This spring, the big two comic book publishers are unleashing their giant crossover events for 2015. As with most crossover events, both publishers are going for big, crazy, earth-shattering, “things will never be the same” events, when universes collide in both the DC and Marvel books. Here’s a quick guide to what’s coming up, thanks to excellent panels at this year’s Emerald City Comicon.
DC Comics: Convergence (April 1, 2015)
As most DC Comics fans know, there are multiple universes, past and present, that make up the DC universe. Brainiac, the mastermind behind Convergence, has been bringing cities in those past universes on the brink of destruction into his own collection. But don’t take my word for it; here’s Dan DiDio in the video that kicked off DC Comics’ panel at ECCC.
What this means for longtime fans is that some of our favorite past characters who didn’t make it into The New 52—Stephanie (Spoiler) Brown with her previous history, Oracle and Nightwing, Renee Montoya as The Question—are now back and have new stories to tell.
All regular DC Comics titles will be postponed in April to tell those stories, beginning with Convergence #0 this Wednesday.
Not a longtime fan of DC’s multiple universes and worried about feeling lost? A fan in the audience posed this very question to the panel of DC Comics creators at the convention.
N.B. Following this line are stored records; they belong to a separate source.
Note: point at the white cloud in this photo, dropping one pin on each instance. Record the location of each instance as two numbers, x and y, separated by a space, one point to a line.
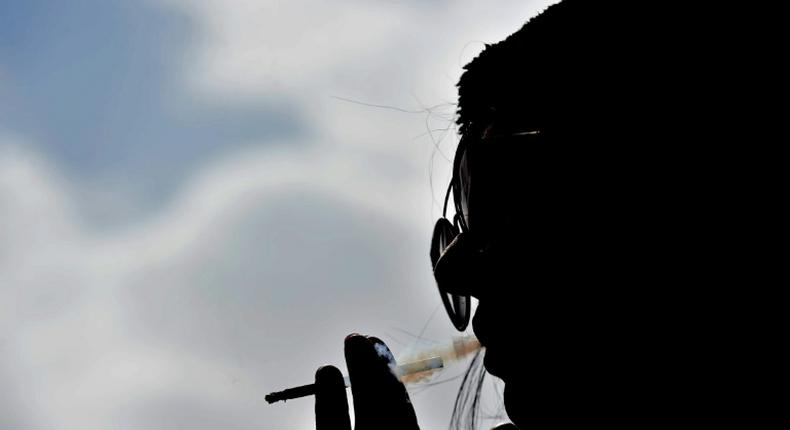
174 315
198 310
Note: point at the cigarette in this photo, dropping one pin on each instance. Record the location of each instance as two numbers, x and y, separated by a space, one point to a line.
400 371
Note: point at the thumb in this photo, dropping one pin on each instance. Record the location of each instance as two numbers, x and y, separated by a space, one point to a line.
380 399
331 404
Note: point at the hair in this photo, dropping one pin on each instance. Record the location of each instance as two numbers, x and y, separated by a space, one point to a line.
494 88
466 412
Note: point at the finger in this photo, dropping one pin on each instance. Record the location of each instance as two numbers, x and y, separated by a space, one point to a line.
331 404
380 399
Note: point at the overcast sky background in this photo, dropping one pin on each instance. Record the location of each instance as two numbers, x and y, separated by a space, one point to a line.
191 216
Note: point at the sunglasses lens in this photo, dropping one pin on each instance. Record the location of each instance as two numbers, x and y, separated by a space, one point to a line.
457 307
443 233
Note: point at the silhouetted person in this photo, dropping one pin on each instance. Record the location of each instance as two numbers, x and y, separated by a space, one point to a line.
589 228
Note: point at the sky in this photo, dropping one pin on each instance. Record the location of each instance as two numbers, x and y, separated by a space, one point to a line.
199 199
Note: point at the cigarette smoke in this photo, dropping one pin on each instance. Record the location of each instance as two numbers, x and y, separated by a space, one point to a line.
460 347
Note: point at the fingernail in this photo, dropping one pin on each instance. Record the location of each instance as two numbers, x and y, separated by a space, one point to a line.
329 376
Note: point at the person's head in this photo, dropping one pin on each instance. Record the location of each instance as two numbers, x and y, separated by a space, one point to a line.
542 197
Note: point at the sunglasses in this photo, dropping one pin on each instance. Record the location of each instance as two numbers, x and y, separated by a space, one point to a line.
458 306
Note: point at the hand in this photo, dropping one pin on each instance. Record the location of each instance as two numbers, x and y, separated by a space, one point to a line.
380 399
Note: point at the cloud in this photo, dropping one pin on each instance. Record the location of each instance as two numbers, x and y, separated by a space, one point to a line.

Jeff King, writer of the main Convergence series, admitted that he himself was new to writing in the world of comics, but that the crossover inspired him to learn more about the DC universe and the landmark books in it. New readers may be moved to do the same, thanks to the event. Naming Flashpoint, Red Son, and more, King cited those as books that “stand on their own right.” He also felt that Convergence could be used as a starting point for new readers, “leading them to the June books [when regular issues resume] and fill in the knowledge” of the characters.
Stuart Moore, writer of the two-issue Convergence: Superboy and the Legion of Super-Heroes, also talked about how the other titles during the event are meant to be accessible for all readers. “The mandate was to tell a self-contained story,” he said, “meant to be picked up and read by anyone.”
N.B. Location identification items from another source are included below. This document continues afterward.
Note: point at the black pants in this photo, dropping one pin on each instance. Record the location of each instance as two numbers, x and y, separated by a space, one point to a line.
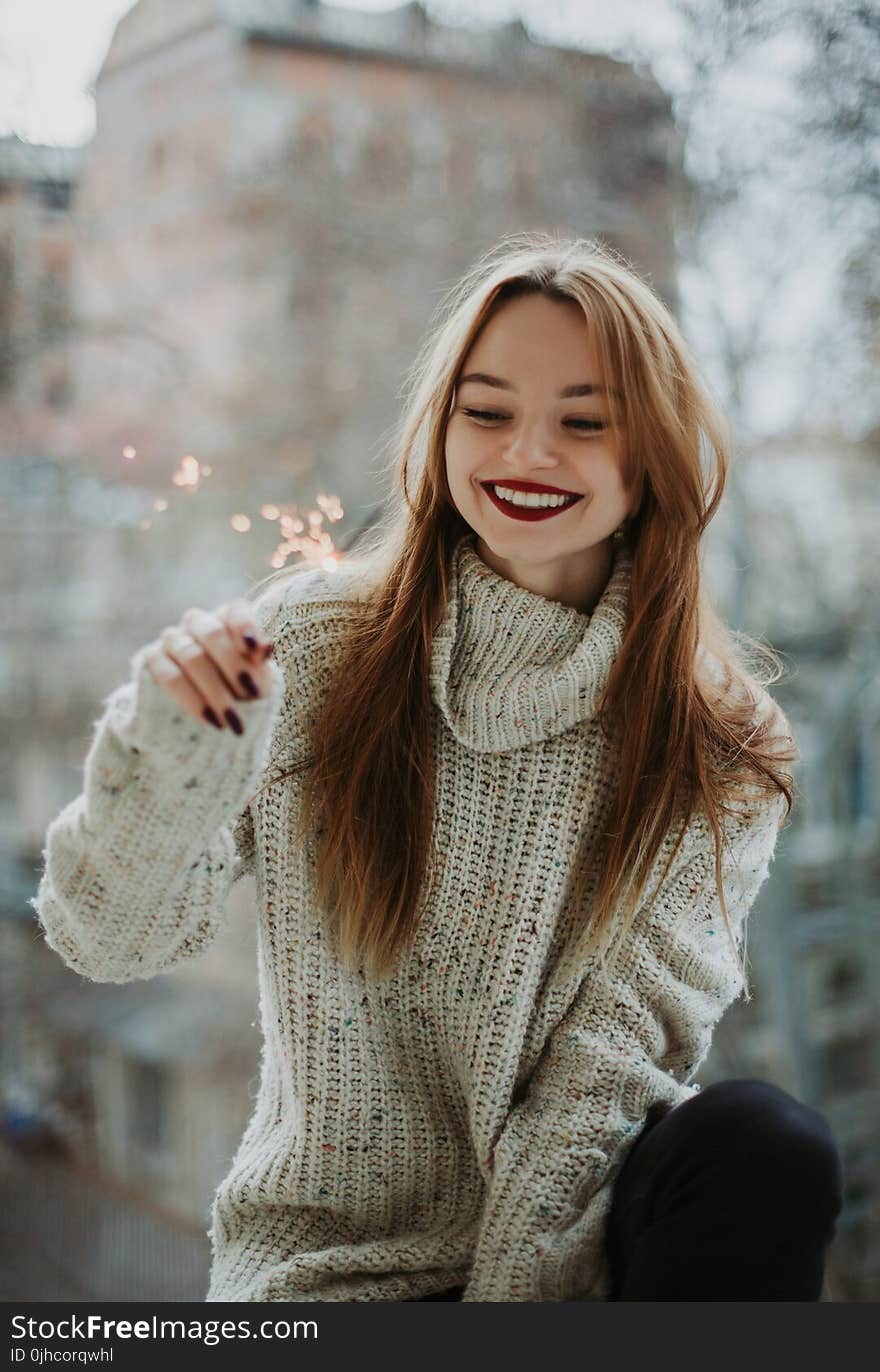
729 1197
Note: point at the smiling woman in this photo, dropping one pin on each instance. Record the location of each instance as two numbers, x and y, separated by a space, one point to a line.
514 427
508 801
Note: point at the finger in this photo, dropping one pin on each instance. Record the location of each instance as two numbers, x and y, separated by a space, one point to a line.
242 626
175 682
199 668
242 678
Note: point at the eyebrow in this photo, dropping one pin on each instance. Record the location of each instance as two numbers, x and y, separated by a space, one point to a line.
578 388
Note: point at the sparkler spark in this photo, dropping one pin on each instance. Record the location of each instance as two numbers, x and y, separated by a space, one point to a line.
301 531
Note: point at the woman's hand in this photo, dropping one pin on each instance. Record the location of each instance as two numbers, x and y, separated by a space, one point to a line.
205 663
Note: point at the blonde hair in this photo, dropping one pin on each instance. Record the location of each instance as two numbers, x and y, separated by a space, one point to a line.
684 705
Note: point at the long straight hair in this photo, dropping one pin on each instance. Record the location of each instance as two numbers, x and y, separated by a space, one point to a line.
685 705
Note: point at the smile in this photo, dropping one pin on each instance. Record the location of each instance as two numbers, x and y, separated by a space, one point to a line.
529 506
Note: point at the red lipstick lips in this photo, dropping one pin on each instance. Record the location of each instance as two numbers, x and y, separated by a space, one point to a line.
522 512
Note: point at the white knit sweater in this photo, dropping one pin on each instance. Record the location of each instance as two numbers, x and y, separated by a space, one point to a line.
464 1121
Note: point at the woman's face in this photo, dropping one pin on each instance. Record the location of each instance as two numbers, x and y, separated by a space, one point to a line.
515 424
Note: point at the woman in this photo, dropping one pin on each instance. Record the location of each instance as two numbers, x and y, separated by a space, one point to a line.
519 790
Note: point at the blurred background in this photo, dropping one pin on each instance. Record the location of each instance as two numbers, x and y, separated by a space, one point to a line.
223 228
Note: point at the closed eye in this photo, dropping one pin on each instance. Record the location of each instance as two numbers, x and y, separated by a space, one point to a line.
489 416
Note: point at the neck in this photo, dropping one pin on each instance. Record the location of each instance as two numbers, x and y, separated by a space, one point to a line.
575 582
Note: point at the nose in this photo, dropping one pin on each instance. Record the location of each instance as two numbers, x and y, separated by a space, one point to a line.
529 445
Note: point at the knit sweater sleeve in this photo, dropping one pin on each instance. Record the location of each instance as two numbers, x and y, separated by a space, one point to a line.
139 865
618 1050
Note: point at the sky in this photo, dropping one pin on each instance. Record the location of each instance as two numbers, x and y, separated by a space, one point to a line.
52 50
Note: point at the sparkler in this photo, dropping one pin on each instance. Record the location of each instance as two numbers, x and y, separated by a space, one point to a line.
301 531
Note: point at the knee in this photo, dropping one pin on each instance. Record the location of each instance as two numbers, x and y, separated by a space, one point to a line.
759 1120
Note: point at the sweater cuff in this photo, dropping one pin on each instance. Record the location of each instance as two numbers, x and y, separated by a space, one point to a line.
151 720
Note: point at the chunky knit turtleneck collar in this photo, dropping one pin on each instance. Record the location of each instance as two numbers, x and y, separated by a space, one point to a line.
511 667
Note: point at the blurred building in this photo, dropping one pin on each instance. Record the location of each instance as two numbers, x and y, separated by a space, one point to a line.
240 266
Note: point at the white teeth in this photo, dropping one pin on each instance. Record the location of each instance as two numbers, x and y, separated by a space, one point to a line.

40 different two-issue titles will be released over the next two months.
Marvel Comics: Secret Wars (May 2015)
The Marvel universe as readers know it, along with the Ultimates universe, is ending. There’s only Battleworld, where the remnants of those universes have come together after they collide. The eight-issue main event series from writer Jonathan Hickman and artist Esad Ribic kicks off in May and ends in September.
“It’s an opportunity to take things and twist them in new and interesting ways,” said Charles Soule at Emerald City Comicon. “I’m having a lot of fun with it.”
Soule is tasked with telling a new version of Civil War, the conflict between Captain America and Iron Man. Soule wondered what would have happened had Cap not surrendered. “If it kept going, the entire world would have gotten involved,” he said. His Civil War, now expanded to involve humans along with heroes, builds upon the theme of security versus freedom that framed the original series.
Kelly Sue DeConnick will be tackling a different Captain Marvel than the one we’ve seen recently in Captain Marvel & The Carol Corps. Co-writing the series with Kelly Thompson, DeConnick puts Carol Danvers in a world with no stars in the sky and strong allies at her side.
Captain Marvel’s ongoing series is one of 33 that ends as the crossover event begins, leading many to wonder and worry what’s next for the characters in those books. “This anxiety and uncertainty is our marketing plan,” DeConnick said. But C.B. Cebulski assured fans, “Every book in your longbox will still count.”